Prima non mi era sembrato di avere così fame.
Mi buttai sulla pasta e la ragazzina non smise un attimo di guardarmi. Alla fine mi chiese se desideravo qualche altra cosa e, al mio diniego, mi portò il conto.
Fui sorpreso, un piatto di pasta e un bicchiere di vino, anche tenendo conto del coperto, non potevano costare cento euro, quasi duecentomila delle vecchie lire.
Ero imbarazzato, la ragazzina era così gentile... Comunque, era veramente troppo, trovai la forza di protestare.
La ragazza mi guardò in un modo strano, sembrava una vipera; mi aspettavo che da un momento all'altro le sue pupille si trasformassero in due fessure nere.
Mi strattonò per la giacca, mi costrinse ad alzarmi, e mi trascinò in strada.
Prima di chiudere la porta mi urlò addosso:"morto di fame"!
Che sarei finito a fare il pulicessi, non lo avrei mai immaginato.
Io, professore di filosofia in pensione, ridotto peggio di un drogato, a mendicare il cibo alla mensa della Caritas.
E se ci penso bene proprio un drogato sono: se vedo una qualunque cosa da mangiare, anche se sono già pieno, non posso fermarmi, devo ingoiarla.
Sì, ingoiarla, perché di questo si tratta; assaggiare i cibi, centellinare il vino, non sono cose per me.
Io vado per le spicce, e in due o tre bocconi metto al riparo il cibo nel mio stomaco.
Per la pastasciutta poi ho una passione particolare, e Giulia l'aveva capito.
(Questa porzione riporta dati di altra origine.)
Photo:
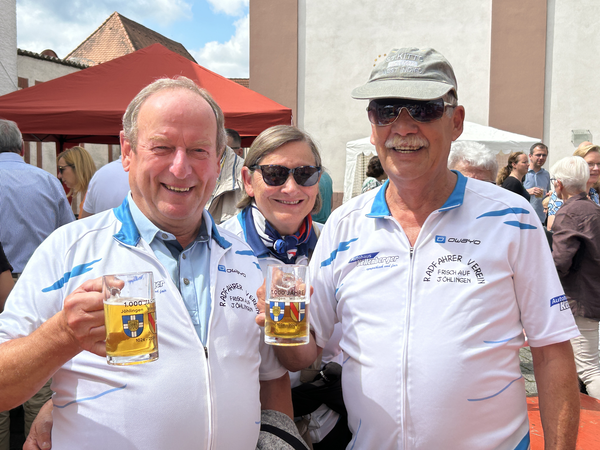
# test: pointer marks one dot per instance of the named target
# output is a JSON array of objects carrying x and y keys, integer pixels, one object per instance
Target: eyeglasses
[
  {"x": 61, "y": 168},
  {"x": 385, "y": 111},
  {"x": 275, "y": 175}
]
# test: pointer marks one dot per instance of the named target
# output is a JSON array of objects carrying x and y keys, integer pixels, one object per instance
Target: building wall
[
  {"x": 518, "y": 66},
  {"x": 338, "y": 46},
  {"x": 274, "y": 50},
  {"x": 8, "y": 46},
  {"x": 39, "y": 70},
  {"x": 572, "y": 68}
]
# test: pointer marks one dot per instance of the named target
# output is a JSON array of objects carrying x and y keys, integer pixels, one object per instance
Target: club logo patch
[
  {"x": 276, "y": 310},
  {"x": 133, "y": 325}
]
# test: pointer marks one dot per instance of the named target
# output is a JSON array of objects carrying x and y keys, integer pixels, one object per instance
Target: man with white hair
[
  {"x": 576, "y": 253},
  {"x": 473, "y": 160},
  {"x": 429, "y": 277}
]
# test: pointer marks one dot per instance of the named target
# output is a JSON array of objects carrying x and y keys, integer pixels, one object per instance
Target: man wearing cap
[{"x": 428, "y": 277}]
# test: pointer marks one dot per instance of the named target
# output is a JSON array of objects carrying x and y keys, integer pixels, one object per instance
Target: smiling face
[
  {"x": 538, "y": 158},
  {"x": 593, "y": 160},
  {"x": 68, "y": 175},
  {"x": 411, "y": 150},
  {"x": 285, "y": 206},
  {"x": 174, "y": 168}
]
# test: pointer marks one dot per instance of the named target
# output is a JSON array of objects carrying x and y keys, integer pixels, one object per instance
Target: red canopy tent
[{"x": 87, "y": 106}]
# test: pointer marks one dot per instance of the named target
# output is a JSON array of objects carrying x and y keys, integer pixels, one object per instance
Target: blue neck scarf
[{"x": 260, "y": 233}]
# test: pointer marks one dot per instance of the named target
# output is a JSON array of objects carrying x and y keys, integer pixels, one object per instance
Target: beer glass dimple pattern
[
  {"x": 287, "y": 303},
  {"x": 130, "y": 318}
]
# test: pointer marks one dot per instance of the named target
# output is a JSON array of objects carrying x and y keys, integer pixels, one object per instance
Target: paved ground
[{"x": 527, "y": 371}]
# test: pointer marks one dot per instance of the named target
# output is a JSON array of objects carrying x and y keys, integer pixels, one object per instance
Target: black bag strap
[{"x": 284, "y": 435}]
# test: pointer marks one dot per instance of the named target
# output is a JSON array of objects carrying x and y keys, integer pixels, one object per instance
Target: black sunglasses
[
  {"x": 275, "y": 175},
  {"x": 385, "y": 111},
  {"x": 61, "y": 168}
]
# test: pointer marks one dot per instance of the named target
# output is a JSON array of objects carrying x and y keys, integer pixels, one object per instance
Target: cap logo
[{"x": 404, "y": 56}]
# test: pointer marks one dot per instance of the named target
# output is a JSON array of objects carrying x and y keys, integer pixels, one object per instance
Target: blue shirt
[
  {"x": 326, "y": 191},
  {"x": 189, "y": 268},
  {"x": 539, "y": 179},
  {"x": 32, "y": 205}
]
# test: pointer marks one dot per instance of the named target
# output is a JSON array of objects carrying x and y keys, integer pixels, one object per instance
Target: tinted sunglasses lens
[
  {"x": 384, "y": 112},
  {"x": 306, "y": 175},
  {"x": 274, "y": 175},
  {"x": 426, "y": 111}
]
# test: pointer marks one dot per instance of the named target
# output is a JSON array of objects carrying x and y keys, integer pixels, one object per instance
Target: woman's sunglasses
[
  {"x": 275, "y": 175},
  {"x": 61, "y": 168},
  {"x": 385, "y": 111}
]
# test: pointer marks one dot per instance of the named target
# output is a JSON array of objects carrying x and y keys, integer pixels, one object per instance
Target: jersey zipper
[{"x": 403, "y": 407}]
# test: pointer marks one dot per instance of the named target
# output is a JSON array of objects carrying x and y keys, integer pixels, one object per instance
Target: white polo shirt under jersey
[{"x": 431, "y": 333}]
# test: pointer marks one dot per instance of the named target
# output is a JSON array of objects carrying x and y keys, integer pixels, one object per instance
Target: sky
[{"x": 215, "y": 32}]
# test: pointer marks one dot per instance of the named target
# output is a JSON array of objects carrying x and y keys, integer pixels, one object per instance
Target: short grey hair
[
  {"x": 475, "y": 155},
  {"x": 11, "y": 139},
  {"x": 270, "y": 140},
  {"x": 130, "y": 118},
  {"x": 573, "y": 172}
]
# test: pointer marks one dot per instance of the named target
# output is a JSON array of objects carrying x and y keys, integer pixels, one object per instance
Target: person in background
[
  {"x": 281, "y": 175},
  {"x": 6, "y": 280},
  {"x": 75, "y": 169},
  {"x": 375, "y": 175},
  {"x": 234, "y": 142},
  {"x": 229, "y": 190},
  {"x": 591, "y": 154},
  {"x": 537, "y": 179},
  {"x": 6, "y": 284},
  {"x": 576, "y": 253},
  {"x": 473, "y": 160},
  {"x": 326, "y": 192},
  {"x": 430, "y": 278},
  {"x": 511, "y": 176},
  {"x": 30, "y": 197},
  {"x": 214, "y": 373},
  {"x": 107, "y": 189}
]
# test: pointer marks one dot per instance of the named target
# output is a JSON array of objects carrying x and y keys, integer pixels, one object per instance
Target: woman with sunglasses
[
  {"x": 281, "y": 174},
  {"x": 591, "y": 154},
  {"x": 75, "y": 169},
  {"x": 511, "y": 176}
]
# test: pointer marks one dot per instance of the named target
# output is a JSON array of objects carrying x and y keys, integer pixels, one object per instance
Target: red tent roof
[{"x": 88, "y": 106}]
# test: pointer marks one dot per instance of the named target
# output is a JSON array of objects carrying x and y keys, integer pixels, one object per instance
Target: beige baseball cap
[{"x": 413, "y": 73}]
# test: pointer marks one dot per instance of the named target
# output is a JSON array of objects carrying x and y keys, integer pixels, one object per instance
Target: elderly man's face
[
  {"x": 476, "y": 173},
  {"x": 174, "y": 168},
  {"x": 538, "y": 158},
  {"x": 411, "y": 150}
]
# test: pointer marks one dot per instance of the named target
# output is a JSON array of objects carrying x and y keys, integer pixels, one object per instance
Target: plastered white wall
[
  {"x": 572, "y": 95},
  {"x": 339, "y": 41},
  {"x": 8, "y": 46}
]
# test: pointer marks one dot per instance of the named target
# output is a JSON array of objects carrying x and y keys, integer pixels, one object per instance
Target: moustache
[{"x": 406, "y": 142}]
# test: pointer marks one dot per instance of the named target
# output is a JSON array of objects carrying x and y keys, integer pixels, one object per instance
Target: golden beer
[
  {"x": 130, "y": 330},
  {"x": 287, "y": 321}
]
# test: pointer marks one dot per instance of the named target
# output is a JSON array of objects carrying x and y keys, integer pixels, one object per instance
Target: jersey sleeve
[
  {"x": 323, "y": 303},
  {"x": 545, "y": 312}
]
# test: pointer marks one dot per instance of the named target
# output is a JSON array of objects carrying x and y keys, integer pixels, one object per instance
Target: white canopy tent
[{"x": 500, "y": 142}]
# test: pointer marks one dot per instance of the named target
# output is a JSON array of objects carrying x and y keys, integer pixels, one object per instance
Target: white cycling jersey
[
  {"x": 431, "y": 333},
  {"x": 192, "y": 397}
]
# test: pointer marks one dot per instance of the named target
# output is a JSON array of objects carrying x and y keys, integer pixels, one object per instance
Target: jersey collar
[
  {"x": 130, "y": 235},
  {"x": 381, "y": 209}
]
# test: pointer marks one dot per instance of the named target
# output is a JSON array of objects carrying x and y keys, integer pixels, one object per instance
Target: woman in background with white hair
[
  {"x": 591, "y": 154},
  {"x": 576, "y": 253}
]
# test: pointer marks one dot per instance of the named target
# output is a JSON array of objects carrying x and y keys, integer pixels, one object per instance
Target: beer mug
[
  {"x": 130, "y": 318},
  {"x": 288, "y": 298}
]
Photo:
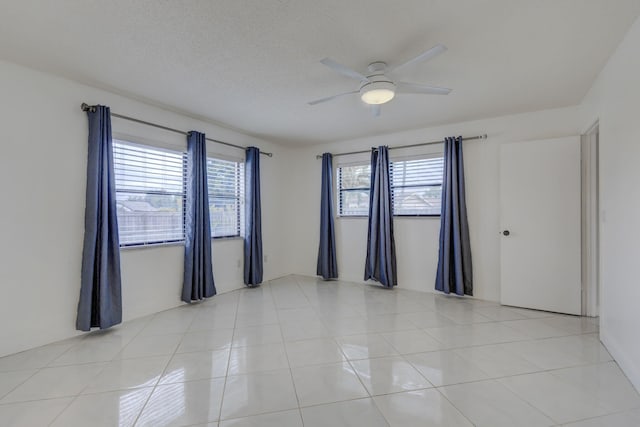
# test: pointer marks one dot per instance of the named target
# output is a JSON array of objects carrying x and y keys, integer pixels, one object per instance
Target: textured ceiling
[{"x": 253, "y": 65}]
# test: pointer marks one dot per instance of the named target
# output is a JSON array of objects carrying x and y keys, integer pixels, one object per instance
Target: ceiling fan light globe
[
  {"x": 378, "y": 96},
  {"x": 377, "y": 92}
]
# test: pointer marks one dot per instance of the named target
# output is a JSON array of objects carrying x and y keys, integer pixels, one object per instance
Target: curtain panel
[
  {"x": 454, "y": 257},
  {"x": 198, "y": 269},
  {"x": 380, "y": 264},
  {"x": 253, "y": 219},
  {"x": 100, "y": 303},
  {"x": 327, "y": 266}
]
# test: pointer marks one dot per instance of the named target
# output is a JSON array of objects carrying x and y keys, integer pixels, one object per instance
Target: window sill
[
  {"x": 394, "y": 217},
  {"x": 224, "y": 239},
  {"x": 151, "y": 245}
]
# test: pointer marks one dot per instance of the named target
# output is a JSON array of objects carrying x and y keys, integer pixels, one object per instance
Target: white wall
[
  {"x": 417, "y": 238},
  {"x": 614, "y": 100},
  {"x": 43, "y": 134}
]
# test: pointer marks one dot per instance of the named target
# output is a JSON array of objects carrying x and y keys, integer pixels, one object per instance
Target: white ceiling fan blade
[
  {"x": 329, "y": 98},
  {"x": 342, "y": 69},
  {"x": 431, "y": 53},
  {"x": 404, "y": 87}
]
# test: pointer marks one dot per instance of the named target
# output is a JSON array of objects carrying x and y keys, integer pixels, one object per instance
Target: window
[
  {"x": 150, "y": 193},
  {"x": 353, "y": 190},
  {"x": 416, "y": 186},
  {"x": 226, "y": 196}
]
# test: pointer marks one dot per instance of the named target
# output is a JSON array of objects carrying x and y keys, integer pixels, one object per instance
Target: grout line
[
  {"x": 155, "y": 386},
  {"x": 226, "y": 375}
]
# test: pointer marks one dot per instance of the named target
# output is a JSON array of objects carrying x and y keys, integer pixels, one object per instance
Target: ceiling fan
[{"x": 377, "y": 88}]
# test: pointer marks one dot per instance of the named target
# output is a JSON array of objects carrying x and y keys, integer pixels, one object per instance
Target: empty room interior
[{"x": 320, "y": 213}]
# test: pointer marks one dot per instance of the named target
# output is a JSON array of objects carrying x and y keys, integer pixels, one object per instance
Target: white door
[{"x": 540, "y": 214}]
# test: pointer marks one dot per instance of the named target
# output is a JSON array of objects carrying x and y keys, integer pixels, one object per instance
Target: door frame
[{"x": 589, "y": 148}]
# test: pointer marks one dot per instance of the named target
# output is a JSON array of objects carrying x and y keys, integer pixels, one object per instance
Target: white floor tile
[
  {"x": 218, "y": 339},
  {"x": 147, "y": 346},
  {"x": 199, "y": 365},
  {"x": 91, "y": 350},
  {"x": 31, "y": 414},
  {"x": 352, "y": 413},
  {"x": 536, "y": 328},
  {"x": 258, "y": 393},
  {"x": 327, "y": 384},
  {"x": 313, "y": 352},
  {"x": 10, "y": 380},
  {"x": 420, "y": 408},
  {"x": 557, "y": 399},
  {"x": 259, "y": 358},
  {"x": 302, "y": 349},
  {"x": 128, "y": 373},
  {"x": 407, "y": 342},
  {"x": 621, "y": 419},
  {"x": 389, "y": 375},
  {"x": 278, "y": 419},
  {"x": 496, "y": 361},
  {"x": 256, "y": 335},
  {"x": 183, "y": 404},
  {"x": 605, "y": 381},
  {"x": 119, "y": 408},
  {"x": 446, "y": 367},
  {"x": 49, "y": 383},
  {"x": 35, "y": 358},
  {"x": 366, "y": 346},
  {"x": 294, "y": 331},
  {"x": 490, "y": 404}
]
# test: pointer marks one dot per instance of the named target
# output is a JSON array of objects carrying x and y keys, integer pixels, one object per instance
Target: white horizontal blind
[
  {"x": 353, "y": 190},
  {"x": 225, "y": 181},
  {"x": 416, "y": 186},
  {"x": 150, "y": 193}
]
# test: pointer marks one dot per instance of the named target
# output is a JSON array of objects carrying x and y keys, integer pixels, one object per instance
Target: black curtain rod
[
  {"x": 87, "y": 107},
  {"x": 470, "y": 138}
]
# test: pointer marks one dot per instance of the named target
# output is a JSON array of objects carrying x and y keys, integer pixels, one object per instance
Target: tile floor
[{"x": 301, "y": 352}]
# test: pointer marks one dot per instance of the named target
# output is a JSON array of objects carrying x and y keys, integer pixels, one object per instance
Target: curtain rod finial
[{"x": 86, "y": 107}]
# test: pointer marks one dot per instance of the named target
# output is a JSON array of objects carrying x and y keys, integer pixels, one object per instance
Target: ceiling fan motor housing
[{"x": 378, "y": 88}]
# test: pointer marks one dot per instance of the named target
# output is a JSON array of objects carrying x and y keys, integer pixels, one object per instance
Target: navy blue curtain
[
  {"x": 253, "y": 221},
  {"x": 380, "y": 264},
  {"x": 100, "y": 303},
  {"x": 198, "y": 270},
  {"x": 454, "y": 258},
  {"x": 327, "y": 263}
]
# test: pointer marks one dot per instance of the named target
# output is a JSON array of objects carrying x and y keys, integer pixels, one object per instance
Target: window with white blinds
[
  {"x": 150, "y": 193},
  {"x": 416, "y": 187},
  {"x": 225, "y": 180},
  {"x": 353, "y": 190}
]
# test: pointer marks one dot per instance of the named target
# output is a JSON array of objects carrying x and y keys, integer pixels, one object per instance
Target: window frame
[
  {"x": 424, "y": 156},
  {"x": 134, "y": 142},
  {"x": 239, "y": 189}
]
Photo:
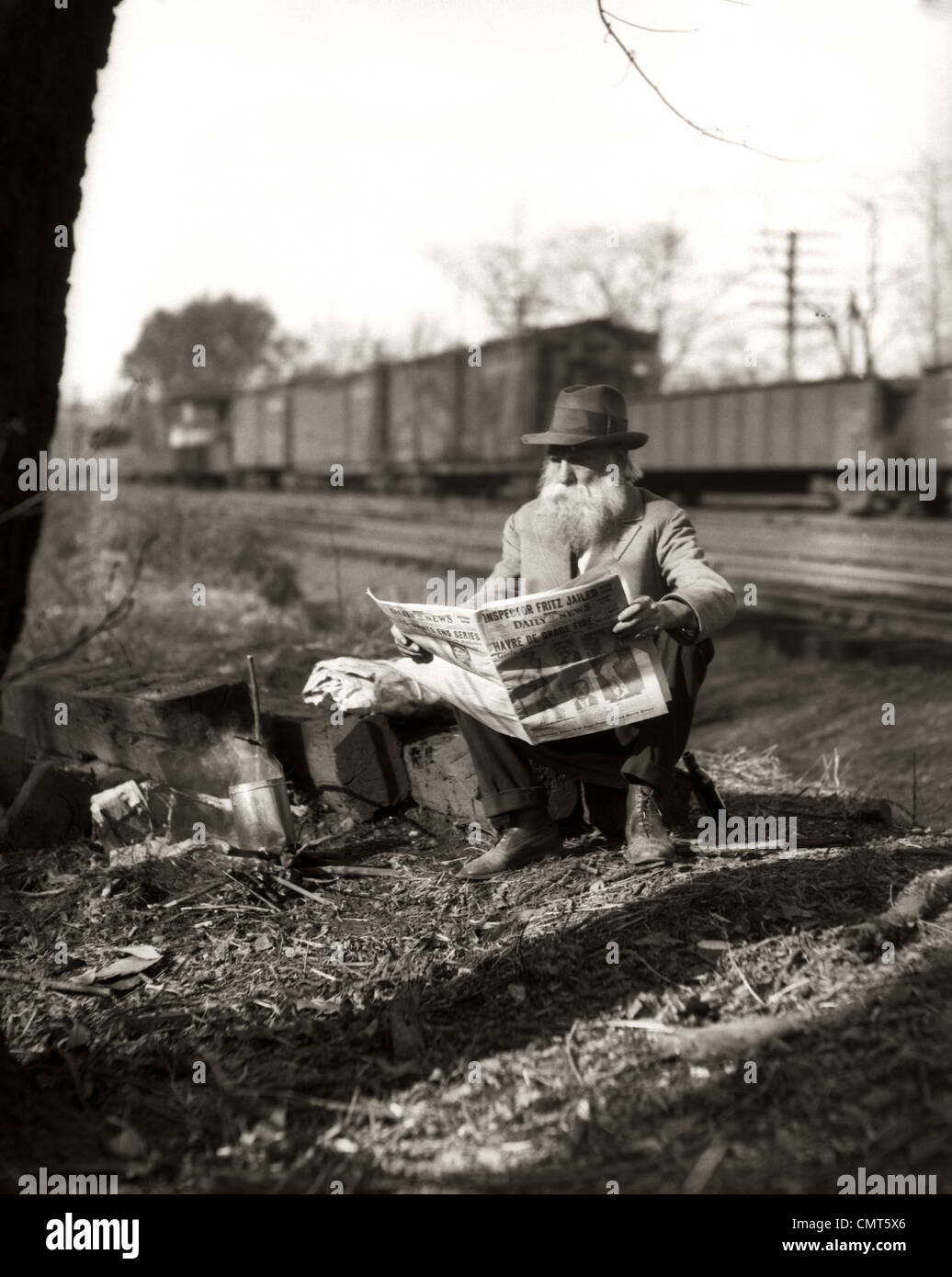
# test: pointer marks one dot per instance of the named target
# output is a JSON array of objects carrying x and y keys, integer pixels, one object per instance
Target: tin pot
[{"x": 262, "y": 815}]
L'avevo incontrata in un ristorante a cinque stelle, dove faceva la cuoca.
Quel giorno, sedevo malinconico non so più per quale ragione.
Lei si presentò con un vassoio: un trionfo di gamberoni, contornati da un anello di spaghetti; da quei serpentelli dorati s'innalzava un profumo di Vernaccia da far perdere i sensi.
La portai via la sera stessa: furono sei mesi di felicità, pastasciutta a pranzo e cena; penne, zite, vermicelli, cannolicchi, spaghettini, orecchiette, fettuccine, gnocchetti, stringozzi. Per non parlare dei condimenti...
Ora se n'è andata coi miei risparmi. L'avreste mai detto?